Jean-Paul Mulders
‘Het is een ongelofelijke luxe in een land te leven waar een cavia beweend kan worden’
Mijn ex belt mij, ik hoor gekraak en gebroebel en dan alleen de woorden: ‘… is gestorven’.
De verbinding valt weg, mijn hart slaat een tel over. In de tijd benodigd om terug te bellen, denk ik aan iedereen die dood kan zijn en van wie mij dat onaangenaam zou treffen: haar vader, haar moeder, haar nieuwe partner, de oma die al een tijd sukkelt met haar gezondheid en zelfs min of meer de paus, Niels Destadsbader of Hugo Claus – mocht die laatste niet lang geleden al naar overluchtse oorden zijn vertrokken.
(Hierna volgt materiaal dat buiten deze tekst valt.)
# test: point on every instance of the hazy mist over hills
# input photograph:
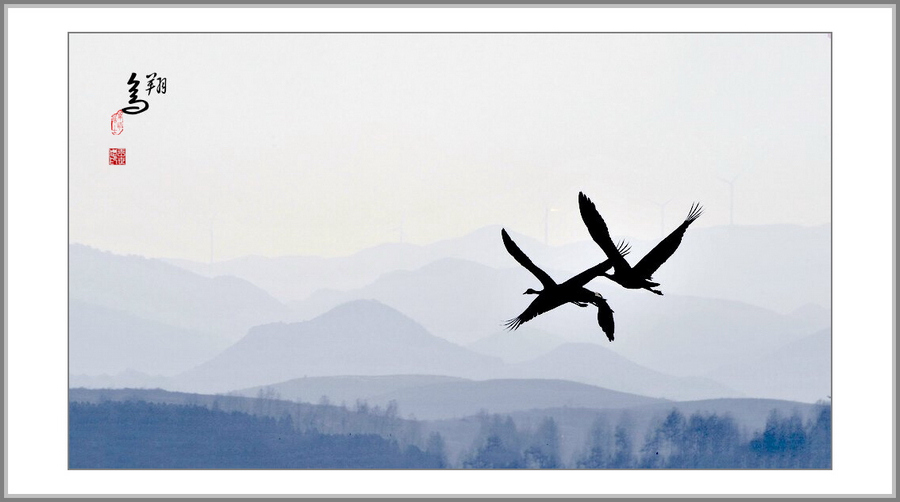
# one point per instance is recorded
(414, 312)
(740, 263)
(358, 338)
(157, 291)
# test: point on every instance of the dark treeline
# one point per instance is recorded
(141, 435)
(267, 433)
(700, 441)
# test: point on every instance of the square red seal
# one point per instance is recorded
(117, 156)
(117, 122)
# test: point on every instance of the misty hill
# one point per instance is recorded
(156, 291)
(465, 301)
(345, 389)
(360, 337)
(777, 267)
(292, 278)
(597, 365)
(103, 340)
(461, 398)
(459, 300)
(798, 370)
(120, 380)
(523, 344)
(436, 397)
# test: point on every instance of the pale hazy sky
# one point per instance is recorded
(325, 144)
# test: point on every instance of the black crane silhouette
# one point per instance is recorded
(571, 291)
(637, 277)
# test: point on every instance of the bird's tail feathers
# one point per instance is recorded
(513, 324)
(694, 213)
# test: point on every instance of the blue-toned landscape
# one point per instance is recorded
(374, 251)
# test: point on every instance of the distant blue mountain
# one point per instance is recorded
(361, 337)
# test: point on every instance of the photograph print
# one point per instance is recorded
(449, 251)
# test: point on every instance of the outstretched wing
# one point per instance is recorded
(586, 276)
(526, 262)
(666, 247)
(599, 231)
(605, 318)
(530, 313)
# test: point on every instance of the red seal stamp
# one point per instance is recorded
(117, 122)
(117, 156)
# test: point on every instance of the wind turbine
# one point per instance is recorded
(211, 244)
(731, 192)
(547, 212)
(662, 215)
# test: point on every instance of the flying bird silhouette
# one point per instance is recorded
(637, 277)
(571, 291)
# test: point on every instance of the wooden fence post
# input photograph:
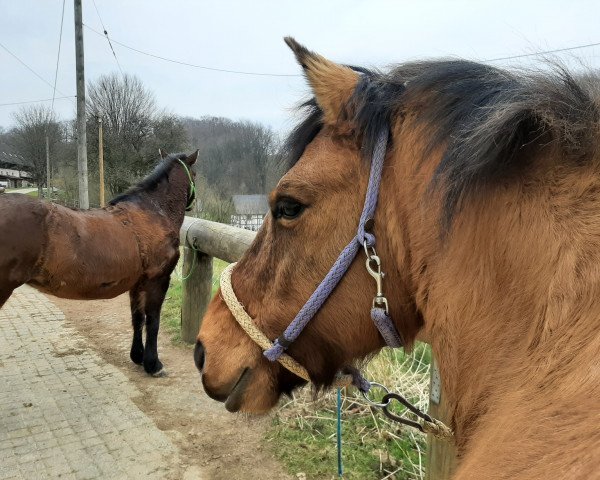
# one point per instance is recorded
(441, 454)
(196, 291)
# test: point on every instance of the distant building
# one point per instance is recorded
(250, 210)
(15, 171)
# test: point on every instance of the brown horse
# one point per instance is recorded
(131, 245)
(488, 228)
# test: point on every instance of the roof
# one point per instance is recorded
(250, 204)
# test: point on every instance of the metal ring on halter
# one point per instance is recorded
(371, 402)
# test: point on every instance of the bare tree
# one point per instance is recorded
(133, 129)
(34, 123)
(235, 156)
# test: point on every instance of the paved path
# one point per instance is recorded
(64, 412)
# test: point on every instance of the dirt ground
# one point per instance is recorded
(212, 443)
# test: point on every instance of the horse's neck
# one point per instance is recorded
(170, 205)
(511, 312)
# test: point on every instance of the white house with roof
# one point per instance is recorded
(250, 210)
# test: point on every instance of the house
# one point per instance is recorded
(15, 171)
(250, 210)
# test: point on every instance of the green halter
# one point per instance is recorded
(192, 194)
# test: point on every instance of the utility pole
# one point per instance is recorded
(101, 161)
(48, 188)
(84, 201)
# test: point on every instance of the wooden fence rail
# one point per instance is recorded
(204, 240)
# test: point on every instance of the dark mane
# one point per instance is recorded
(481, 115)
(150, 182)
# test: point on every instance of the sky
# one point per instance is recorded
(248, 36)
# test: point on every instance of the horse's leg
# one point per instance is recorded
(5, 295)
(137, 319)
(156, 290)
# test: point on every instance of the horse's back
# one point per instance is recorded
(89, 254)
(22, 235)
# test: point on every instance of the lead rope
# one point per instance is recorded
(339, 433)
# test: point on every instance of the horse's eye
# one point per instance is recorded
(288, 209)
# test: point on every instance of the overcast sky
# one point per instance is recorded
(247, 36)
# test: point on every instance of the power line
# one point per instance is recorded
(62, 18)
(239, 72)
(546, 52)
(32, 70)
(36, 101)
(108, 38)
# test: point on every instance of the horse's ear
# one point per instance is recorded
(191, 159)
(332, 84)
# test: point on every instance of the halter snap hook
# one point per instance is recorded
(379, 301)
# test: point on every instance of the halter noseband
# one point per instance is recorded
(192, 194)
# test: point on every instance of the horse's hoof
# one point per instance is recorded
(137, 356)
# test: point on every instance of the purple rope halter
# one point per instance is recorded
(365, 239)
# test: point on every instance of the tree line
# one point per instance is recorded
(236, 157)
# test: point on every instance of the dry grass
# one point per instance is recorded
(304, 431)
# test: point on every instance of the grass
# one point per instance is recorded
(303, 434)
(171, 310)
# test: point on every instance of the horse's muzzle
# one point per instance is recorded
(199, 356)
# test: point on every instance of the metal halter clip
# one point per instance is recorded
(379, 300)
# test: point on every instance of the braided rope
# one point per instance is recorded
(245, 321)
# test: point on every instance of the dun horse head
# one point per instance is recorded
(487, 229)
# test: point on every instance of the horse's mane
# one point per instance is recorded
(480, 115)
(151, 181)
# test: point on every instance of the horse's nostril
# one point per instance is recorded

Als ze terugbelt, blijkt het gelukkig slechts de cavia te betreffen. Ik haal opgelucht adem, mijn dochter echter is er het hart van in. Zij huilt tranen met tuiten, zoals dat werd genoemd in schoolopstellen.
Kunst is haar manier om verdriet te bezweren, en later die dag maakt ze een hele mooie tekening. Daarop staat de cavia in een wolk van pastelkleuren, tegen een hemelsblauwe lucht en het geel van korenvelden dat doet denken aan de vlag van Oekraïne. ‘Ik vergeet je nooit, mijn klein kampioentje!’, heeft zij erbij geschreven. ‘Je maakt nog deel uit van het gezin.’ En: ‘Ik weet dat je voor altijd over ons waakt.’
Als er nog iemand oprecht naar je lacht, is het niet zelden iemand met een verstandelijke beperking.
Er wordt wel een zware taak op de schouders van dat arme knaagdier gelegd, denk ik met de scepsis die de volwassenheid brengt. Maar ik hoed mij om daarmee te spotten, want het gaat hier om dingen waar deze wereld een schrijnend gebrek aan heeft. Zuiverheid van hart, bijvoorbeeld, en trouw over het graf heen – eigenschappen die je vooral bij kinderen vindt. Je wordt gehard en gehaaid met de jaren, verruwd en vereelt om het grootste onrecht te kunnen aanvaarden. Als er nog iemand oprecht naar je lacht, is het niet zelden iemand met een verstandelijke beperking.
Ik vind het een wonder dat het in dezelfde wereld kan bestaan: een kind dat rouwt om zijn huisdier en wat ik op de televisie in Gaza zie. Het is een ongelofelijke luxe in een land te leven waar een cavia beweend kan worden. ‘Hermelien’, antwoordt mijn dochter verontwaardigd, als ik vraag hoe het diertje ook alweer heette. Ze vindt het onvoorstelbaar dat ik zoiets kan vergeten.
‘Ik vind het heel erg van Hermelien’, troost ik haar met de listigheid van wie heeft geleerd dat de ene zijn dood de ander zijn brood is, ‘maar misschien komt er nu ruimte voor een ander huisdier’. Ze antwoordt dat ze waarschijnlijk kippen gaan houden en dat zij daar graag een haan bij zou zien. ‘Dat ziet mama niet zitten, omdat je dan ruzie krijgt met de buren. Maar ik wil graag kuikentjes.’
Ik vertel haar over kuikentjes van lang geleden, waarmee ze dingen deden die nu strafbare feiten zouden zijn. De kuikens werden met een spuitbus rood, blauw of groen gespoten. Je kreeg ze van de kleuterklas in een kartonnen doos mee naar huis. Daar scharrelden ze een tijdje rond, rillend onder een lamp, om dan onveranderlijk aan hun einde te komen.
Mijn dochter kijkt naar mij als naar zo’n foltertuig dat zij heeft gezien in het Gravensteen. ‘Een blauw kuiken: waarom zou iemand zoiets zelfs maar wíllen?’
‘Dat weet ik niet’, moet ik toegeven. ‘Maar ik begrijp veel niet van wat mensen willen en doen.’
Binnenkort is het Pasen, het feest van nieuw leven, hoop en goedkope chocolade. Ik veeg de kruimels van de tafel en denk aan mijn oma die allang is gestorven. Zij maakte mijn brooddoos en stopte mijn sokken, maar vond er ook een raar plezier in om mij enge dingen op de mouw te spelden. Zo heb ik lang geloofd dat de paasklokken, als je ze in hun vlucht betrapte, je ogen kwamen uitpikken.
In een artikel over de zoektocht naar buitenaards leven lees ik de wonderlijke zin: ‘Het heelal is immens groot en alles wat je kunt bedenken, gebeurt wel ergens.’